At age 19, having been a camper, she was more than inspired to take the job; working at Idyllwild was like a test on how to deal with artists, she said, something she seems to handle with considerable ease now. But then, it was about learning how to control the chaos, the “artistic energy,” the “mayhem” of the high schoolers, and yes, cleaning toilets.
Suarez’ tasks included wrangling the boys she caught surfing down the stairs on their mattresses in the dorms, cleaning the camp, performing, serving as a butler of sorts for the well-off families in the family camp, putting together a daily newsletter, more cleaning, as well as stage managing and performing.
“It was like a cruise on a mountain, we were the entertainers and also the facilities.”
Suarez said she learned two things: one, that artists need room, a lot of room, to create what they’re going to create and two, how to be detail-oriented from working under the assistant director of summer programs at the time.
“She taught me how to assign tasks, how to meet… she had all her days planned out; which piano was needed in this room, what stage had to be built. I learned a lot about those kinds of arts logistics, production logistics that I still have a pretty good grasp on.”
“I got to see how poets work, all the genres.
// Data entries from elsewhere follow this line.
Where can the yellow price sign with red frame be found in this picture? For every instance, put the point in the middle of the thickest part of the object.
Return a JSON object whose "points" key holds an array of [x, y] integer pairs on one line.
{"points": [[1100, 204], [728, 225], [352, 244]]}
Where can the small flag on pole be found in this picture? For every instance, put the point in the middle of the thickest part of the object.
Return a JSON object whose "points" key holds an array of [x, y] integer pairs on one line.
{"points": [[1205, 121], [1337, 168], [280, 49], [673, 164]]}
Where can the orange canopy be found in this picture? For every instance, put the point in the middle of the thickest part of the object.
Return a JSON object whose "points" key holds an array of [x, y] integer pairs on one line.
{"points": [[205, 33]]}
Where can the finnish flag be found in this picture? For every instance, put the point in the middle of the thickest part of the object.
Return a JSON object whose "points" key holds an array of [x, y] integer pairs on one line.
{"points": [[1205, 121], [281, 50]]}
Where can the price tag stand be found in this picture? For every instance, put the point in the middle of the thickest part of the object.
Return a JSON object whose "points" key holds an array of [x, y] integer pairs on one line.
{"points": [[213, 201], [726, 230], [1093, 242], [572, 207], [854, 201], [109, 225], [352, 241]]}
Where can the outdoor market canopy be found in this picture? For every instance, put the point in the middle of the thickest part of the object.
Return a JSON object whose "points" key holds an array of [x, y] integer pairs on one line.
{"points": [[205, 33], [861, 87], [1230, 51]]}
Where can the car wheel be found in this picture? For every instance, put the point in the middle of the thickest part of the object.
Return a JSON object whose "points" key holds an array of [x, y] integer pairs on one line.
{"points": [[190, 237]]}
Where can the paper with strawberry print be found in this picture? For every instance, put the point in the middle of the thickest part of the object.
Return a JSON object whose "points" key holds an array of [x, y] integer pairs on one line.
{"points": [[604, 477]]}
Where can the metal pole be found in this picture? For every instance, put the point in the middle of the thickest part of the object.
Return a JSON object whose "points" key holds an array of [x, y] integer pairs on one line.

They really are different communities. I learned what a poetry show needs, what a painting show needs, I got a little taste of everything.”
After two years working for Idyllwild Arts, Suarez graduated from Pitzer College in Claremont and moved to San Francisco. But she went back to the mountain one summer to take a break from the city.
“It was so beautiful,” Suarez said. “We would have to stay up for dorm watch, and then one summer we were just like, let’s go see the comets, the ones that happen in August. Growing up in LA, and also being on a mountain, was really cool.”